Scientific classification
- Kingdom: Plantae
- Clade: Tracheophytes
- Clade: Angiosperms
- Clade: Magnoliids
- Order: Laurales
- Family: Lauraceae
- Genus: Cryptocarya
- Species: C. exfoliata
- Binomial name: Cryptocarya exfoliata C.K.Allen

= Cryptocarya exfoliata =

- Genus: Cryptocarya
- Species: exfoliata
- Authority: C.K.Allen
- Conservation status: LC

Species of plant in the laurel family

Cryptocarya exfoliata is a species of flowering plant in the family Lauraceae. It is a tree native to Cape York Peninsula of Queensland, the Northern Territory, and New Guinea. Its leaves are lance-shaped, the flowers creamy-green and slightly perfumed, and the fruit is a spherical to elliptic black drupe.

==Description==
Cryptocarya exfoliata is a tree that typically grows to a height of up to 20 m, its stems sometimes buttressed and its young growth softly hairy. Its leaves are lance-shaped, 950–130 mm long and 15–55 mm wide on a petiole 3–11 mm long. The flowers are creamy-green and slightly perfumed, usually arranged in a panicle more or less the same length as the leaves, the perianth tube 1.0–1.4 mm long, 1.3–1.5 mm wide and hairy. The tepals are 1.7–2.1 mm long and 1.2–1.5 mm wide, the outer anthers 0.7–0.9 mm long and 0.5–0.6 mm wide, the inner anthers 0.9–1.0 mm long and 0.4–0.5 mm wide.
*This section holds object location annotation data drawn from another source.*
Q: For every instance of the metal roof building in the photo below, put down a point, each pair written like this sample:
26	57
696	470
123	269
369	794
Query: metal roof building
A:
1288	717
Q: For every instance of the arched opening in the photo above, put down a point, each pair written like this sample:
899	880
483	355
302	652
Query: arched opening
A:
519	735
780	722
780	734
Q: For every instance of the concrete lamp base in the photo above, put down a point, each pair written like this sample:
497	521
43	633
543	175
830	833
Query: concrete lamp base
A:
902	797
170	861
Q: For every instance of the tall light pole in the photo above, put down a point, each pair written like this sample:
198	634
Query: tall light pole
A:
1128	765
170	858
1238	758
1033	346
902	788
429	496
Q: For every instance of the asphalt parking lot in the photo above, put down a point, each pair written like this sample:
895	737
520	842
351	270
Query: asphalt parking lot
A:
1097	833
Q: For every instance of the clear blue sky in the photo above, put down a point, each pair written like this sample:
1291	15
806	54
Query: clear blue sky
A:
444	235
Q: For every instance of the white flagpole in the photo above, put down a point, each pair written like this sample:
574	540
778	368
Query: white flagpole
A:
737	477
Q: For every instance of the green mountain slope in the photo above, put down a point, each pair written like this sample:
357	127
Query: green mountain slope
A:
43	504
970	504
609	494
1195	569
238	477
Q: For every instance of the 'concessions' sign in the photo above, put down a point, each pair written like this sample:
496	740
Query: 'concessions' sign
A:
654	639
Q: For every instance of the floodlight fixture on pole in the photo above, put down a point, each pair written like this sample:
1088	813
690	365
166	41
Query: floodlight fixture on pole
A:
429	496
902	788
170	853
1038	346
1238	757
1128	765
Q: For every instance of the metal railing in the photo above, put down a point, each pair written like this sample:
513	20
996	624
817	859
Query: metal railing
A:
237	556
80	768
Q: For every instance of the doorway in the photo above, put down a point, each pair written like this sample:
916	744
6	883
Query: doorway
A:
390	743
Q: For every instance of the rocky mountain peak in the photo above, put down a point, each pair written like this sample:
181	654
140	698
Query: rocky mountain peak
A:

Flowering occurs from January to March, and the fruit is a black, spherical to elliptic drupe 10–13 mm long and 9–11 mm wide.

==Taxonomy==
Cryptocarya exfoliata was first formally described in 1942 by Caroline Kathryn Allen in the Journal of the Arnold Arboretum from specimens collected by Leonard John Brass near the Middle Fly River in New Guinea.

==Distribution and habitat==
This species of Cryptocarya grows in rainforest in New Guinea, Arnhem Land, the Torres Strait Islands, and from Cape York Peninsula to Cairns in Queensland, at elevations from sea level to 450 m.